Common Recovery Steps From An ACL Injury

The ACL, or Anterior Cruciate Ligament, is part of your knee joint and is part of the connection between your thigh bone and shinbone. It’s an important joint but it is possible to injure it, especially if you do sports that involve sudden changes in direction. For example, football, tennis, or even skiing all place this joint under a lot of stress.

When you injure this joint you’re likely to feel severe pain in the knee and your leg will probably be unable to support your weight. The injury quickly swells and you will probably hear a popping noise when it actually happens.

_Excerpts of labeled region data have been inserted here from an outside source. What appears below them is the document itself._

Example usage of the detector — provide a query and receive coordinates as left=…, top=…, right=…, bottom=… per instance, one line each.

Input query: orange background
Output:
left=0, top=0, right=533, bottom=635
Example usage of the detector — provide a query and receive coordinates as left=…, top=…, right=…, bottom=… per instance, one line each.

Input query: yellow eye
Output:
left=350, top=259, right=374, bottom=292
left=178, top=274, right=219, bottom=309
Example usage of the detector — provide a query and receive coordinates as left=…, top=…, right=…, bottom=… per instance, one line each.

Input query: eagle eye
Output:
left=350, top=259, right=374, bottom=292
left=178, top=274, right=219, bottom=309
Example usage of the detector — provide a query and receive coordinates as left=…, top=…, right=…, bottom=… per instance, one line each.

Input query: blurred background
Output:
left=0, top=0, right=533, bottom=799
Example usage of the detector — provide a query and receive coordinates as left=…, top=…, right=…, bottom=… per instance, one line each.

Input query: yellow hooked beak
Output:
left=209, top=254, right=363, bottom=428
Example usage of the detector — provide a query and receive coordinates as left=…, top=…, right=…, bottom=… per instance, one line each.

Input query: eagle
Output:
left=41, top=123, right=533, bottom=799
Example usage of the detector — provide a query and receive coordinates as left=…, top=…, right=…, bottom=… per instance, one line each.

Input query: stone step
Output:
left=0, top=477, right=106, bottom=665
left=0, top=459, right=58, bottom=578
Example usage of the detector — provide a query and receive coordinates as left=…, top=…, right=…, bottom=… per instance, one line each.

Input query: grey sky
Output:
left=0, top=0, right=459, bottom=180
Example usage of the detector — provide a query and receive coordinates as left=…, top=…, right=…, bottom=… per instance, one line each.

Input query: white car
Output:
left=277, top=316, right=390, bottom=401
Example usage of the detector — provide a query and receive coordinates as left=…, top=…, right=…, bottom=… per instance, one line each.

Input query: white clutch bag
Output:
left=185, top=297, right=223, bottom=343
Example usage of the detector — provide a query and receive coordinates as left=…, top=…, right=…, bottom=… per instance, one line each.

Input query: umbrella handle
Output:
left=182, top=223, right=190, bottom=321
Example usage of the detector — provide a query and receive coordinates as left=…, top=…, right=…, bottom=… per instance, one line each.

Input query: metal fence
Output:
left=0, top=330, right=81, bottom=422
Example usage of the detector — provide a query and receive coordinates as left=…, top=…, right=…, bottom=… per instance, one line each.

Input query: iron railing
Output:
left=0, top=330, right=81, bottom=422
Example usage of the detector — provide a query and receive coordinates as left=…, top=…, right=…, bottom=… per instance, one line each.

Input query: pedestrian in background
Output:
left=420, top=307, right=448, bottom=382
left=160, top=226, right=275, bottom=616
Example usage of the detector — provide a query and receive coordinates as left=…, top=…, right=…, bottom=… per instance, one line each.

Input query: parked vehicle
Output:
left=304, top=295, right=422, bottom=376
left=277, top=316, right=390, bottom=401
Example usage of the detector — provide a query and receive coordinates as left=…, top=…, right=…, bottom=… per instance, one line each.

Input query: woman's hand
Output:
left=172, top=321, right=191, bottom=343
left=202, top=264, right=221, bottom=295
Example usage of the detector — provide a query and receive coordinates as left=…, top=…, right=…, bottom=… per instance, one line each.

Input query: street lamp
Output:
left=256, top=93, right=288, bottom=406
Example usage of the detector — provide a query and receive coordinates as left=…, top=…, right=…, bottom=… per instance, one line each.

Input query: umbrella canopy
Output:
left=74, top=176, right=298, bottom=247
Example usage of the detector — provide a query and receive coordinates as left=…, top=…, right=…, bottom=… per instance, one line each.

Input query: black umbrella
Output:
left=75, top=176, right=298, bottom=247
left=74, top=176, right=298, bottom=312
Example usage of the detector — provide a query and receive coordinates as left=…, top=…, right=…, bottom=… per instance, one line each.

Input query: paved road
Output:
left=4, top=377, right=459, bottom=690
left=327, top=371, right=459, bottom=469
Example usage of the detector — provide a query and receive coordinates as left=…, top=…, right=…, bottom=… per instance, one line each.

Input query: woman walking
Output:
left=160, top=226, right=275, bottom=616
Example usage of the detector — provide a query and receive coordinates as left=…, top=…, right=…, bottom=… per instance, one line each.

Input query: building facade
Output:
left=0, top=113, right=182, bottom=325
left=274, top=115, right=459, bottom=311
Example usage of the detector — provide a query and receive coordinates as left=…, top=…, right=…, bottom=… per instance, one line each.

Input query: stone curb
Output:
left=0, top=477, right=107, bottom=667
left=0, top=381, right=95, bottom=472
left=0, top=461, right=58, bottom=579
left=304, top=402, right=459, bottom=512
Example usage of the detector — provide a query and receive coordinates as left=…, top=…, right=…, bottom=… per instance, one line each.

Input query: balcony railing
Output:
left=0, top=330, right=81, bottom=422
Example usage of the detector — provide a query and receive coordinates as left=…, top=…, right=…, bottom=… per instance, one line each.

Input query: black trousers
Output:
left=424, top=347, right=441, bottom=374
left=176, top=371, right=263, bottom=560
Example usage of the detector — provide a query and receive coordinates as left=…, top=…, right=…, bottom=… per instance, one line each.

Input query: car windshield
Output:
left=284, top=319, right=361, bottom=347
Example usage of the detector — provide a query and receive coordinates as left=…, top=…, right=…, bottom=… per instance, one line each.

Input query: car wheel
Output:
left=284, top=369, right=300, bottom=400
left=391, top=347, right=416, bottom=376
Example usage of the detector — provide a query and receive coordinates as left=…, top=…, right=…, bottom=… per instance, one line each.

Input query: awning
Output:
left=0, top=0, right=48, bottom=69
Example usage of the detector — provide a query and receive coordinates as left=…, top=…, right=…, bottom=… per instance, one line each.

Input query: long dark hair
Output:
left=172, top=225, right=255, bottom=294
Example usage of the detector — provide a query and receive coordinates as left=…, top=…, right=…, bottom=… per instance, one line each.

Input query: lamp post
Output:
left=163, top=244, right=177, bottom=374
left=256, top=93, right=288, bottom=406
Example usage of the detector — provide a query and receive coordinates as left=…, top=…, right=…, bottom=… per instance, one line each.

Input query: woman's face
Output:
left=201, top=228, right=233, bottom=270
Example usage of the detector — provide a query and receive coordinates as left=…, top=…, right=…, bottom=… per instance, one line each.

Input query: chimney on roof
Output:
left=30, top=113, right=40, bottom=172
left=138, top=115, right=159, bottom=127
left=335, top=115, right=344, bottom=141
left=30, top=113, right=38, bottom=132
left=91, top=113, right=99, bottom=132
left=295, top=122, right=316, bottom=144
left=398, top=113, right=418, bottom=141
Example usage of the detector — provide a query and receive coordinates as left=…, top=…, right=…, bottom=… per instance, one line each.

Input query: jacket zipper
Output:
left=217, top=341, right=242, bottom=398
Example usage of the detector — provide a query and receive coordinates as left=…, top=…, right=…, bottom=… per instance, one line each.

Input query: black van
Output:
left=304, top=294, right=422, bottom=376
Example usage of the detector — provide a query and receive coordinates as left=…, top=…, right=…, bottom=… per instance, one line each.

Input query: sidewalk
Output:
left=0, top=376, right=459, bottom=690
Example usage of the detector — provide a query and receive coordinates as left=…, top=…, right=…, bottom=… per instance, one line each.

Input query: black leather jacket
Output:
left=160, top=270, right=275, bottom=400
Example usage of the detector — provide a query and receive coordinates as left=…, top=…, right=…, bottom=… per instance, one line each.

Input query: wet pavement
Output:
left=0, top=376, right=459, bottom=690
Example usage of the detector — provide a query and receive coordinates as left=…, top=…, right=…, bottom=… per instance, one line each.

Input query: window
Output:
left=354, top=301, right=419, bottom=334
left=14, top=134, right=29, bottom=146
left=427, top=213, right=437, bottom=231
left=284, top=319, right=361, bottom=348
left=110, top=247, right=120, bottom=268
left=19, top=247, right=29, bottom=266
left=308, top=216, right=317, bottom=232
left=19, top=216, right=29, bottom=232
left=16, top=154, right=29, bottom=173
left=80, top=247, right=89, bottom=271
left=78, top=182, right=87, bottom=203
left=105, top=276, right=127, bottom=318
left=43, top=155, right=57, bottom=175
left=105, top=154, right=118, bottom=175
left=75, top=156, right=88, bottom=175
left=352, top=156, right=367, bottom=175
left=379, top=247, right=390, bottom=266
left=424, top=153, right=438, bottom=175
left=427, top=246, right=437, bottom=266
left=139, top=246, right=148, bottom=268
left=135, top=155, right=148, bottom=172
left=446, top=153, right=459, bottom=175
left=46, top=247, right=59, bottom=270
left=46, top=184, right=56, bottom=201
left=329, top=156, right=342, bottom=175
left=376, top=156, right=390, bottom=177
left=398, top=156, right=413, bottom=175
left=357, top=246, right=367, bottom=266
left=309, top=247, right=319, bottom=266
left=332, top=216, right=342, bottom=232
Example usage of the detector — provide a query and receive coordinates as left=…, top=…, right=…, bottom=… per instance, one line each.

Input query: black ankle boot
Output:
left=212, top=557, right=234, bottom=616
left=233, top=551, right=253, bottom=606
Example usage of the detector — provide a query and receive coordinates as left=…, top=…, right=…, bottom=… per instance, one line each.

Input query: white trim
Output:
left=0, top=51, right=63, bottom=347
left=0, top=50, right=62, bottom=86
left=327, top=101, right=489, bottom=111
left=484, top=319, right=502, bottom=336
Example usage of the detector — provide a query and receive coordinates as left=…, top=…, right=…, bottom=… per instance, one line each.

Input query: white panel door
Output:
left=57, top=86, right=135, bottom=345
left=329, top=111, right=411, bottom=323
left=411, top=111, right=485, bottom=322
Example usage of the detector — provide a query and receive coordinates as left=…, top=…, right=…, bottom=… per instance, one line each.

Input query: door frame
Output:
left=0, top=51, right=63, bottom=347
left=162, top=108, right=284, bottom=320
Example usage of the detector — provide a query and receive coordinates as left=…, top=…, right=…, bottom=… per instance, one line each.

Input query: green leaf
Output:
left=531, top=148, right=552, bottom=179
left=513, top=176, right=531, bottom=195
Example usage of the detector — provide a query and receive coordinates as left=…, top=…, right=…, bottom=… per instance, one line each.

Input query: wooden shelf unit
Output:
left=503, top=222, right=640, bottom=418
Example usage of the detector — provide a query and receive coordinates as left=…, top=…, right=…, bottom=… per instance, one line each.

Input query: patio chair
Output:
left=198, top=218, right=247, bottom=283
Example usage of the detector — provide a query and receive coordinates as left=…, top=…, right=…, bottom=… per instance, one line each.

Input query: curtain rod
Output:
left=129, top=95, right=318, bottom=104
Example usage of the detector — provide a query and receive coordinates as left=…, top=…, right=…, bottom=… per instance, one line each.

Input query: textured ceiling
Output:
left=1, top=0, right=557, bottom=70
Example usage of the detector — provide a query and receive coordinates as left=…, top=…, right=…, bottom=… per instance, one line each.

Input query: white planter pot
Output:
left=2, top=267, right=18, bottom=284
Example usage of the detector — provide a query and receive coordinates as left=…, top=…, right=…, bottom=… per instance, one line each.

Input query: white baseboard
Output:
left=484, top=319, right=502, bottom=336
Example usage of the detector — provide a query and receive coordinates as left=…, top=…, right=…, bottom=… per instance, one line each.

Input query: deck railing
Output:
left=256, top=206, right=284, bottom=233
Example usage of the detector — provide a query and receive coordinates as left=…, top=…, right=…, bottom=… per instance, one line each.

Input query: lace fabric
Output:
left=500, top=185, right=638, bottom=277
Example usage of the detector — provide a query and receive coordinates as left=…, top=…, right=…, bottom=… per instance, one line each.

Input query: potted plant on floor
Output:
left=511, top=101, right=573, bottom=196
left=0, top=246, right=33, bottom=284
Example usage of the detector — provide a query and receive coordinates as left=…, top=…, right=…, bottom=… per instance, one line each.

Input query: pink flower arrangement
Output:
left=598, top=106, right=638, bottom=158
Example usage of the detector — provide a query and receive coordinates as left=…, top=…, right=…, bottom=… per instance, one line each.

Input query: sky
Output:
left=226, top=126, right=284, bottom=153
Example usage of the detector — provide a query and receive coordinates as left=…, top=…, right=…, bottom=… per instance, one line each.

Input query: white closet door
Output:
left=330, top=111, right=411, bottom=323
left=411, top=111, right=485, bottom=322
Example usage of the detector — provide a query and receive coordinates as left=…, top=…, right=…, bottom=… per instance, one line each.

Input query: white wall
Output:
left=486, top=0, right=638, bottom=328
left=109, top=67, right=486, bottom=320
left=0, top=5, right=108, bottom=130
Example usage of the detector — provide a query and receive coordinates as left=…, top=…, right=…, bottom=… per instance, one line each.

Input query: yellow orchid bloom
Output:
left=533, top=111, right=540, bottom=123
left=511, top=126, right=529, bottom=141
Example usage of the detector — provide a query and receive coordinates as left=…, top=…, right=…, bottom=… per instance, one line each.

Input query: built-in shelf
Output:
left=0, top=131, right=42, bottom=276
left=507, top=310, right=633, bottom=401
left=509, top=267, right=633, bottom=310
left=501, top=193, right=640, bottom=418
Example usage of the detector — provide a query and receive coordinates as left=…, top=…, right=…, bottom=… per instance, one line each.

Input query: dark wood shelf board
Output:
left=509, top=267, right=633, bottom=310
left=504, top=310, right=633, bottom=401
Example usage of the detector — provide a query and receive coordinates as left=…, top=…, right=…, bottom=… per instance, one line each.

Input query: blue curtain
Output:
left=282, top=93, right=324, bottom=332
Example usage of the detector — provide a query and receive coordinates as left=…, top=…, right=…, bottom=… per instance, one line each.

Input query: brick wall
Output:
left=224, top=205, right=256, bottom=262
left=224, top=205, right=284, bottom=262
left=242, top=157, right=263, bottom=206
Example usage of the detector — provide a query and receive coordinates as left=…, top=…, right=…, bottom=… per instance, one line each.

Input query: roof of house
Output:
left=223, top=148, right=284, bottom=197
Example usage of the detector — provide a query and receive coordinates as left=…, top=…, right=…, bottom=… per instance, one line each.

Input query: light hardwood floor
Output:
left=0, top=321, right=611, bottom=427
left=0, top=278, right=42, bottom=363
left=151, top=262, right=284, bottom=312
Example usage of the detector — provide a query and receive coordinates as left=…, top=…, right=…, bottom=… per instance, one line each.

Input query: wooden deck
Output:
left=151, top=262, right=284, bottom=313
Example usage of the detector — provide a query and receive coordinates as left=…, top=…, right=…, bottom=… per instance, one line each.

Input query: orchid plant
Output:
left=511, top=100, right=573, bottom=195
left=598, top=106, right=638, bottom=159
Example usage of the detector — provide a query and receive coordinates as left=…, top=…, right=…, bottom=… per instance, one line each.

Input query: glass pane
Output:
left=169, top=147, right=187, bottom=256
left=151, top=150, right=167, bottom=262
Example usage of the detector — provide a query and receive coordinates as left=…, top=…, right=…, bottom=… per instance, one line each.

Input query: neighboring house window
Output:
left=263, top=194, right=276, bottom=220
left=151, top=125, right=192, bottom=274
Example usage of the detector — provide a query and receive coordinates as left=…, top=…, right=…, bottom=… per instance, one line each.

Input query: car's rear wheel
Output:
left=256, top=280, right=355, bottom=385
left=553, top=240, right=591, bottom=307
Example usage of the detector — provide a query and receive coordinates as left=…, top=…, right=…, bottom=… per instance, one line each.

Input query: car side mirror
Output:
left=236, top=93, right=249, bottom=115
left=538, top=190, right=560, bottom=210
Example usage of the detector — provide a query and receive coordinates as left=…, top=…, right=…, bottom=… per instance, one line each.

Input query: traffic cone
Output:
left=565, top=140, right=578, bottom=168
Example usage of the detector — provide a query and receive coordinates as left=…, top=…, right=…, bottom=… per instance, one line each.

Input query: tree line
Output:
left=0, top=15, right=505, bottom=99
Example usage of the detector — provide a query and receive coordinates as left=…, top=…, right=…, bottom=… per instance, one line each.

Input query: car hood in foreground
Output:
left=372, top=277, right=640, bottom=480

If you suspect this type of injury you need to see a doctor straight away. The faster you are diagnosed the shorter your recovery time is likely to be. As with any injury, your first reaction should be to ice it. This reduces blood flow to the area, slowing down swelling and inflammation.

The Initial Swelling

Your doctor will diagnose an ACL injury and start you on the road to recovery. Within a few days, the initial swelling should have subsided but the leg will still need rest. It can take several weeks to return to normal activity but 6-12 months to regain full use of the knee.

In extreme cases, surgery will be recommended to help rebuild parts of the knee area. But, in all cases, with or without surgery, you will lose strength in the joint. That’s why it will be critical to work with a reputable sports physio Concord. They can guide you through the exercises you need to do to strengthen your joint and improve flexibility.

Things To Do At Home

The recovery time can be frustrating, especially if you are normally active. But, there are things you can do to help recover faster.

  • Get Enough Sleep

Sleep is essential for everyone. When you get 7 hours of sleep a night your body has enough time to process the actions of the day and repair cells. Getting enough sleep after an ACL injury is essential to your recovery.

  • Rest

While sleep is essential, you also need to appreciate that, while you’re recovering, you may get tired and your body will need to rest. If that’s the case then rest when you need to. You’re likely to find elevating your leg for the first few days helps.

  • Keep Doing Your Exercises

The exercises given to you by your physio can seem difficult or perhaps even pointless. But, they will help. It’s essential that you keep doing them every day to help rebuild your joint properly. You should note, if you’ve been given a brace you can remove it to do your exercises.

  • Avoid Strenuous Activity

Doctors generally recommend you avoid strenuous exercise for 12 weeks after the injury. This means no sport, no digging in the garden, or even cutting the grass. It can be harder to avoid doing these things as you approach the 12 weeks but it will help you to heal properly and faster.

It takes time, but you can make a complete recovery.